A tal bússola do populacho, como dizia no começo, deveria ser matéria de real estudo sociológico. É necessário entender o motivo para a notável impopularidade das teses progressistas, tanto na política quanto na religião; isto é: por que há tal afastamento e resistência popular das releituras políticas e demais “upgrades” teológicos e morais da esquerda?
Ouso propor que seja pelo fato de a religião progressista, que hoje atinge não somente o catolicismo por meio da teologia da libertação, mas também vertentes protestantes, em especial, o anglicanismo, ter se tornado um mero apêndice ideológico e nada mais. Perdeu o sentido religioso, o porquê transcendental que, de alguma forma, todos nós procuramos — seja na religião, nos astros, no LSD etc. Tais ideologias político-religiosas, no fundo, desdenham da inteligência do homem comum, acreditam que ele não percebe quando o padre está transformando Jesus em Che Guevara, quando está usando o altar como palanque, quando faz da caridade mera solidariedade, que usa do “pão nosso de cada dia” para defender teses políticas de um governo, quando afoga as virtudes da fé clássica num emaranhado de ativismo ideológico.
Eis o grande erro da sociologia clássica: não considerar a percepção comum dos homens, ignorar Jung e Chesterton no debate acadêmico sério. O erro da religião política, por sua vez, é reduzir a consciência dos indivíduos a um mero fantoche de ocasião. Ora, há mais na inteligência popular do que meros preconceitos e moralismos tolos, como tais especialistas julgam com ar de superioridade. Costumeiramente o povo sabe reconhecer bem um pastor em meio aos embustes, e ainda que não poucos caiam nas perlas desses falsos líderes, podemos dizer tranquilamente que a maioria sente sim o fedor da rapina em batinas e ternos moralmente desajustados.
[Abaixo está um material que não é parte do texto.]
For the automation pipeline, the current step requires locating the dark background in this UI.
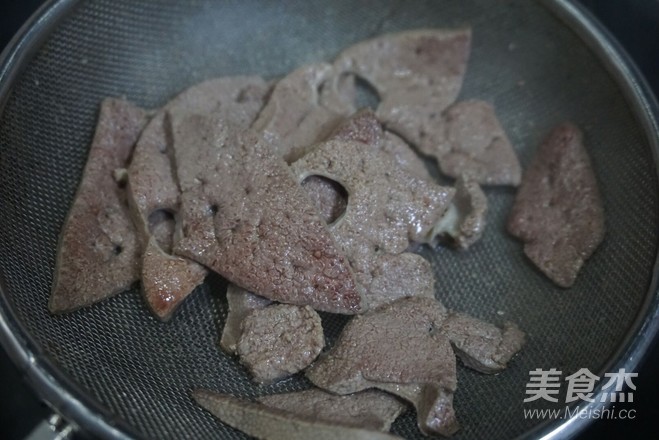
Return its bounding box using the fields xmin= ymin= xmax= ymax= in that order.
xmin=0 ymin=0 xmax=659 ymax=440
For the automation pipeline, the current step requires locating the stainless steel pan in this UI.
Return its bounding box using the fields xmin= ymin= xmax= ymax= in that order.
xmin=0 ymin=0 xmax=659 ymax=439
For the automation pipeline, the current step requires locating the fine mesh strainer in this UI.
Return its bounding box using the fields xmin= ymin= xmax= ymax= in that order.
xmin=0 ymin=0 xmax=659 ymax=439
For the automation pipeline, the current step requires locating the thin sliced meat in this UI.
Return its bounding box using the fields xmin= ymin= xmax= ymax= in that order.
xmin=128 ymin=76 xmax=268 ymax=319
xmin=379 ymin=131 xmax=433 ymax=181
xmin=192 ymin=390 xmax=400 ymax=440
xmin=302 ymin=109 xmax=431 ymax=224
xmin=236 ymin=304 xmax=325 ymax=383
xmin=426 ymin=101 xmax=522 ymax=186
xmin=508 ymin=123 xmax=605 ymax=287
xmin=291 ymin=140 xmax=454 ymax=255
xmin=429 ymin=177 xmax=487 ymax=249
xmin=253 ymin=63 xmax=355 ymax=163
xmin=149 ymin=209 xmax=176 ymax=254
xmin=366 ymin=252 xmax=435 ymax=308
xmin=373 ymin=382 xmax=460 ymax=437
xmin=306 ymin=297 xmax=457 ymax=435
xmin=301 ymin=176 xmax=348 ymax=225
xmin=334 ymin=29 xmax=471 ymax=157
xmin=48 ymin=99 xmax=147 ymax=313
xmin=442 ymin=312 xmax=526 ymax=374
xmin=142 ymin=236 xmax=206 ymax=321
xmin=171 ymin=114 xmax=365 ymax=314
xmin=291 ymin=140 xmax=453 ymax=306
xmin=220 ymin=284 xmax=272 ymax=354
xmin=258 ymin=388 xmax=406 ymax=432
xmin=327 ymin=109 xmax=432 ymax=180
Enquanto os teólogos da libertação insistem em usar da pobreza para pregar a doutrina marxista de exploração e incentivar uma consciência política nos fiéis, na contramão disso o povo grita, ainda que com fome, que “nem só de pão vive o homem, mas de toda palavra que sai da boca de Deus” (São Mateus 4,4). Isso deixa o bispo e o padre comunista perplexos; o teólogo marxista, sem saber para onde olhar. Se fossem espertos entenderiam que o que o jovem precisa e busca não é inclusão e aceitação somente, ou uma fé menos exigente que se adeque aos seus vícios e dificuldades, mas, antes, um caminho seguro, com linhas traçadas e práticas virtuosas que remendem suas fraquezas de caráter. O Bastião, operário, católico, quando chega em casa, não quer revolução, mas ter paz de espírito, beijar a esposa e os filhos, um jantar quente na panela, rezar seu terço e “coisar” com a mulher antes de dormir.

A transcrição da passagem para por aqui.